The judgment orders the Camp Hill, Pa.-based corporation to pay $10.35 million in penalties and costs stemming from an investigation that began in the fall of 2009 by local environmental health agencies.
The case grew to include a series of waste inspections at Rite Aid facilities and landfills throughout the state involving prosecutors, investigators and state environmental regulators, according to the District Attorney’s Office.
The joint investigation found Rite Air transported hazardous waste to local landfills over a six-and-a-half year period and unlawfully disposed of the materials.
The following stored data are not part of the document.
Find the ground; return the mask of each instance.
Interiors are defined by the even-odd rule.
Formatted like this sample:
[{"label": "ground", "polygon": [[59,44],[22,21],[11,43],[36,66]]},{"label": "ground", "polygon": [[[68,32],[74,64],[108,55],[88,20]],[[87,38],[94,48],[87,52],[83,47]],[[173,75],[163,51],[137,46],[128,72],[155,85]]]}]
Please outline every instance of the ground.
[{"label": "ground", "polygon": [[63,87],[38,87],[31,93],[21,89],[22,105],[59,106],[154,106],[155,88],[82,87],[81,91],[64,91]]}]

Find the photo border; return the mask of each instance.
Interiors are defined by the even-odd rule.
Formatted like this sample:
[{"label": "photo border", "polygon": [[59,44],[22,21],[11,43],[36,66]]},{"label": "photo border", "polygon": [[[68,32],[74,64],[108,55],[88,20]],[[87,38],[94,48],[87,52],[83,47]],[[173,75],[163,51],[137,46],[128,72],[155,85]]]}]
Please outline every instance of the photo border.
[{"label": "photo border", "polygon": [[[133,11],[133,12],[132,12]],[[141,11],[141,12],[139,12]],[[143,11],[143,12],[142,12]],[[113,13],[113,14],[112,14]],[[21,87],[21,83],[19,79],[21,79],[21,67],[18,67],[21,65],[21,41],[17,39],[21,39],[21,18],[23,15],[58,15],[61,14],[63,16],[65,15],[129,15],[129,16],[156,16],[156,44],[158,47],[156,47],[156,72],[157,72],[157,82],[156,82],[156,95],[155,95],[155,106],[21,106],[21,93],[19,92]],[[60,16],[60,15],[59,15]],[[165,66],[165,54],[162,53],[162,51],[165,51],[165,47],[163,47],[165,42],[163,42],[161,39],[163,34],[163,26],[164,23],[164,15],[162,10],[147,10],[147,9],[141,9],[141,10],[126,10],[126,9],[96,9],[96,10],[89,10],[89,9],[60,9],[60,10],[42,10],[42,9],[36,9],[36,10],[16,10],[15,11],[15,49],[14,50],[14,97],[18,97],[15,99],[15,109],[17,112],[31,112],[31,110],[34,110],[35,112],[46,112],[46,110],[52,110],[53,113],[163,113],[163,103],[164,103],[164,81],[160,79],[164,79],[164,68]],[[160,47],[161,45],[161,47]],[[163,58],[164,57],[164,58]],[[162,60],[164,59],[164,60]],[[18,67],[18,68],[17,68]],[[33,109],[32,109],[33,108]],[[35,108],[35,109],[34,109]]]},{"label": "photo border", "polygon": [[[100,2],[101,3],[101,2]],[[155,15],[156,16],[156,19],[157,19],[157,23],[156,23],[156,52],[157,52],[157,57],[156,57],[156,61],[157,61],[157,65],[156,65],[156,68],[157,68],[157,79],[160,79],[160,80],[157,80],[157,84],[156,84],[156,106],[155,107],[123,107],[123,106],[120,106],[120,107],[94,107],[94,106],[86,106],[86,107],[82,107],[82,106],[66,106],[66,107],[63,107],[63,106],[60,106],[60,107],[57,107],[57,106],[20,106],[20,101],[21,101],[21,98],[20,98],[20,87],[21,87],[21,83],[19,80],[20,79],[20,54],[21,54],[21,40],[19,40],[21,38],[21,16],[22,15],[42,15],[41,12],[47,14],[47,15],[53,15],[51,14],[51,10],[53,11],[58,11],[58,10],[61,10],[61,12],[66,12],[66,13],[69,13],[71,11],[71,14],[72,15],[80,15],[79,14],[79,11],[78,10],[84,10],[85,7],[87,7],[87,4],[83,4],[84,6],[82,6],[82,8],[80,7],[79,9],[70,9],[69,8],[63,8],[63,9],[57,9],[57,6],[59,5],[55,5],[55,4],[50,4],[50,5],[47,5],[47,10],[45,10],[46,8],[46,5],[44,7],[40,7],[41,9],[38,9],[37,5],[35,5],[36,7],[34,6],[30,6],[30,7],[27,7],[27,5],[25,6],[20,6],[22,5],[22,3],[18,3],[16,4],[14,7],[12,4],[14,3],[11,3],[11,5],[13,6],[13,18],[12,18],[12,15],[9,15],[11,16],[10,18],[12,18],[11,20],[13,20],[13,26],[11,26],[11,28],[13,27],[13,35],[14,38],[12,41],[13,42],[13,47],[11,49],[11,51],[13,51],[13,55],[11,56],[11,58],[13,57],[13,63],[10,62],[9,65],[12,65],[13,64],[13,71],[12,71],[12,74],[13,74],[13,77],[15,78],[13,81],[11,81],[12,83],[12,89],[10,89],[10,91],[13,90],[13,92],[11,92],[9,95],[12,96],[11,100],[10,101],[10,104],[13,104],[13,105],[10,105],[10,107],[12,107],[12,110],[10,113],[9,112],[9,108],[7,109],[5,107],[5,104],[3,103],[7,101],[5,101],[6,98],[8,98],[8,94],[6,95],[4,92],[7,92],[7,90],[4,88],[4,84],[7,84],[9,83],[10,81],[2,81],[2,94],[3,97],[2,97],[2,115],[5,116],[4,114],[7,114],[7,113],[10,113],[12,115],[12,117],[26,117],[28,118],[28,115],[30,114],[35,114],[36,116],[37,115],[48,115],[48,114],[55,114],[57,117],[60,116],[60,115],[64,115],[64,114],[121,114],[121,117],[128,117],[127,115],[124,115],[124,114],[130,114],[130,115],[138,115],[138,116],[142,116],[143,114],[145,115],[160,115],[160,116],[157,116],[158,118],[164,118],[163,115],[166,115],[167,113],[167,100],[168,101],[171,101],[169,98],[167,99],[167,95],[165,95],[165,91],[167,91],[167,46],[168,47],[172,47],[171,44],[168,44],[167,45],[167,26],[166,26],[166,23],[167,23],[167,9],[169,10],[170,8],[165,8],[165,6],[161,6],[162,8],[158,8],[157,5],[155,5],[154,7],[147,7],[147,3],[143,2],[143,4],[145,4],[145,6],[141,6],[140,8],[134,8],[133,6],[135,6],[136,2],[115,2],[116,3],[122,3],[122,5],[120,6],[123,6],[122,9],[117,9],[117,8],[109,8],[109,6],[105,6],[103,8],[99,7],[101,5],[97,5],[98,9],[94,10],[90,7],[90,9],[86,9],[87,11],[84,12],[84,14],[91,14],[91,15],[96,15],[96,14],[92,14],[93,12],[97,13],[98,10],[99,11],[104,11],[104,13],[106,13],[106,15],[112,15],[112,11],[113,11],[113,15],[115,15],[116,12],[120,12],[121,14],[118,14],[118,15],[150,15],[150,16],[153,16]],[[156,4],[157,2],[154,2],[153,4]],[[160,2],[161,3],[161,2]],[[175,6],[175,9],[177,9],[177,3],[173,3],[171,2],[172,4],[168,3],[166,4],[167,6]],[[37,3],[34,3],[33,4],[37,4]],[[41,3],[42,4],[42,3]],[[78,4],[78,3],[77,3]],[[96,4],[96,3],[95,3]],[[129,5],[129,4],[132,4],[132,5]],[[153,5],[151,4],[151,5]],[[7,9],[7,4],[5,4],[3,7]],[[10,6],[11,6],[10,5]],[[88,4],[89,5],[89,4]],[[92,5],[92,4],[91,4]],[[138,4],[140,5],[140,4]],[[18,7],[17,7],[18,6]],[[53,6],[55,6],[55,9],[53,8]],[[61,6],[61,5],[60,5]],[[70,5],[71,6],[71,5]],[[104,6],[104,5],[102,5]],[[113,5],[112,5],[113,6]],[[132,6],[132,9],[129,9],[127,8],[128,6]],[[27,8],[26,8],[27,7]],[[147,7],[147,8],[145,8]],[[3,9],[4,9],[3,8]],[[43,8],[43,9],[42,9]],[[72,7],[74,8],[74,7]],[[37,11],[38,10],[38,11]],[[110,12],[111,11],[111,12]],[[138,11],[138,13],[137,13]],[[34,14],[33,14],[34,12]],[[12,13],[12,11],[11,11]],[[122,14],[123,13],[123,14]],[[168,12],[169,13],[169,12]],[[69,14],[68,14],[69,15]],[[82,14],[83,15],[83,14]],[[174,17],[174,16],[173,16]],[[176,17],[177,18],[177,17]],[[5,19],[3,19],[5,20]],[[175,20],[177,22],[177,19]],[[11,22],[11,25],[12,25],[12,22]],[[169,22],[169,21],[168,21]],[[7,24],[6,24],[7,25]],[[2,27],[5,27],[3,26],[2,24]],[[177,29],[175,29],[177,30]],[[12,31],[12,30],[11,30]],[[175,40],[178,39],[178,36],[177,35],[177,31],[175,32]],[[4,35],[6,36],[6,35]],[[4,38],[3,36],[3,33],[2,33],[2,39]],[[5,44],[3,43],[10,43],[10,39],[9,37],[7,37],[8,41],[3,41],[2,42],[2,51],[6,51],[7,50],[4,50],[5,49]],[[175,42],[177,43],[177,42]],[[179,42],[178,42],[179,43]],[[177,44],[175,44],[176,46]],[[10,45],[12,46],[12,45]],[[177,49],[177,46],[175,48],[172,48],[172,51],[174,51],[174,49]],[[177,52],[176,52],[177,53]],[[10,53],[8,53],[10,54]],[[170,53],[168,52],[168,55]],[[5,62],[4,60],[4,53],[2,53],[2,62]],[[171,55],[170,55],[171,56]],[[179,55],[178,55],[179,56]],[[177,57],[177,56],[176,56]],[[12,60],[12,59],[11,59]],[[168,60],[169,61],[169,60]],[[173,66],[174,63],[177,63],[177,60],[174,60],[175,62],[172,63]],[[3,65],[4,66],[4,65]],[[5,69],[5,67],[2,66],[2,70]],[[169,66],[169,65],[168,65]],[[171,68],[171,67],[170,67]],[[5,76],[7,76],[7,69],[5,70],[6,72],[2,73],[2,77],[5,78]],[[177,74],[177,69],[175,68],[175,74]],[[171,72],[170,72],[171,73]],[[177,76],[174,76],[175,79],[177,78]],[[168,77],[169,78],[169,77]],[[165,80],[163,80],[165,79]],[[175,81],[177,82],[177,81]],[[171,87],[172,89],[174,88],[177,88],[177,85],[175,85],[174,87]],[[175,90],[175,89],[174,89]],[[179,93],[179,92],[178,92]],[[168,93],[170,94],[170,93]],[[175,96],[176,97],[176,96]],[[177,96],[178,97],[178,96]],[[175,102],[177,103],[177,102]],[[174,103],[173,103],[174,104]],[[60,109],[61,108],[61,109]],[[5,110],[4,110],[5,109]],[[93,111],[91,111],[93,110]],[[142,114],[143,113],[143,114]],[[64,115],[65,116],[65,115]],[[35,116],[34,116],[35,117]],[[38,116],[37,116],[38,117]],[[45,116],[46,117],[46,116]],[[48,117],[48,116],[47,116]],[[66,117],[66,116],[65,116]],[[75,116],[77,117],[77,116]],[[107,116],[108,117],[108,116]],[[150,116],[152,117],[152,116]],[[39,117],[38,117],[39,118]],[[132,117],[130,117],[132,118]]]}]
Pesticides, bleach, paint, aerosols, automotive products and solvents, pharmaceutical and bio hazardous waste, and other materials described by the District Attorney as “toxic, ignitable and corrosive materials,” were allegedly among the waste.
The company will also pay an estimated $1.9 million for environmental projects in California designed to further consumer protection and environmental enforcement, according to the District Attorney’s Office.
Statewide, 52 district attorneys and two city attorneys joined the environmental protection lawsuit filed by the district attorneys of Los Angeles, San Joaquin and Riverside counties in September.
Rite Aid Corp. cooperated with investigators and prosecutors throughout the case and has adopted policies and procedures designed to prevent the disposal of hazardous waste in California, the District Attorney’s Office said.
Stores are now required to keep hazardous waste separated in labeled containers and work with state-registered haulers to record, collect and dispose of hazardous materials.